Methods: We studied the 35 most frequent blood-based measurements in adults admitted >= 6 h to our ICU between 1992 and 2013. Measurements were from the first 14 ICU days and before ICU admission. Various metrics, including variability, were related with hospital survival. ICU-based RIs were derived from measurements obtained at ICU discharge in patients who were not readmitted to the ICU and survived for >1 year.

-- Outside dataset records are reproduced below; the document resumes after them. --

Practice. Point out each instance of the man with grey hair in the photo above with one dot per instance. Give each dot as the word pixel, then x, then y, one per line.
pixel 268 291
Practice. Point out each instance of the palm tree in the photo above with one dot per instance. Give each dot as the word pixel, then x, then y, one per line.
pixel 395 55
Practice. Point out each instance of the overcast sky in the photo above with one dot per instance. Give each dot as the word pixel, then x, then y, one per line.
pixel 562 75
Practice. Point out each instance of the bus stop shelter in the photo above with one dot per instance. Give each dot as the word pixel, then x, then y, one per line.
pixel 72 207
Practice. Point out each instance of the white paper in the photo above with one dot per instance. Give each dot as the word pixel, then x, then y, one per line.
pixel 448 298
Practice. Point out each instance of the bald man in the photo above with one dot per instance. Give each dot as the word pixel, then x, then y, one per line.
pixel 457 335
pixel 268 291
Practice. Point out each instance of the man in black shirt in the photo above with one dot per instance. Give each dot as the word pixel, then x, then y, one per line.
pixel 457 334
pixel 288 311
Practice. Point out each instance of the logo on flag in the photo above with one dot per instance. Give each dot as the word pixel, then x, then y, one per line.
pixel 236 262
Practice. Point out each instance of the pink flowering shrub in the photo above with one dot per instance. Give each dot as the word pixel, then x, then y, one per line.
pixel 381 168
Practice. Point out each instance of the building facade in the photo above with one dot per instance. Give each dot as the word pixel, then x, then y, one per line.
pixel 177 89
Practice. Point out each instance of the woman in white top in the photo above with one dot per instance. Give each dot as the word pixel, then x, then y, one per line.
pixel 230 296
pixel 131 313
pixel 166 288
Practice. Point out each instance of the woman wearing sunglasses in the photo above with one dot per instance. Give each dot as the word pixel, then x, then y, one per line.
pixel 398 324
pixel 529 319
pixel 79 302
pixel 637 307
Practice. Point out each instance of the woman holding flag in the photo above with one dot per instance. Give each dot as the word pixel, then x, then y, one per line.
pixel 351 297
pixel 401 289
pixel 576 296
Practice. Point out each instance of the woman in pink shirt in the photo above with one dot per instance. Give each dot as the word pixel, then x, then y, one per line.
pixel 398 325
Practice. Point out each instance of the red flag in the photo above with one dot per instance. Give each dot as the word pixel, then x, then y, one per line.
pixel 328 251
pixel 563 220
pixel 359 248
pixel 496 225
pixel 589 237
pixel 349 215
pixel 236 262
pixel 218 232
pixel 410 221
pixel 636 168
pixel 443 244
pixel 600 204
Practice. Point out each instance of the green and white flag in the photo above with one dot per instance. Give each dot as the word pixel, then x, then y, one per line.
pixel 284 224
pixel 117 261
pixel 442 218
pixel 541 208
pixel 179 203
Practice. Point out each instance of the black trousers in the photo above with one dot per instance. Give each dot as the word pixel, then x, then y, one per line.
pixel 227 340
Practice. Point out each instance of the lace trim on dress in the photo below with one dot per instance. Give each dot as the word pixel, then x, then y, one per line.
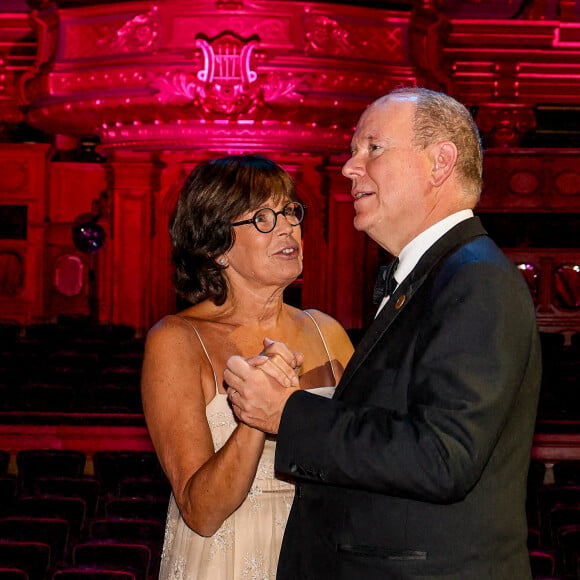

Results: In 49,464 patients (cardiothoracic surgery 43%), we assessed >20.10(6) measurements. ICU readmissions, in-hospital and 1-year mortality were 13%, 14% and 19%, respectively. On ICU admission, lactate had the strongest relation with hospital mortality. Variability was independently related with hospital mortality in 30 of 35 measurements, and 16 of 35 measurements displayed a U-shaped outcome-relation. Medians of 14 of 35 ICU-based ranges were outside the standard RI. Remarkably, gamma-glutamyltransferase (GGT) had a paradoxical relation with hospital mortality in the second ICU week because more abnormal GGT-levels were observed in hospital survivors.
Conclusions: ICU-based RIs for may be more useful than standard RIs in identifying ICU patients at risk. The association of variability with outcome for most of the measurements suggests this is a consequence and not a cause of a worse ICU outcome. Late elevation of GGT may confer protection to ICU patients.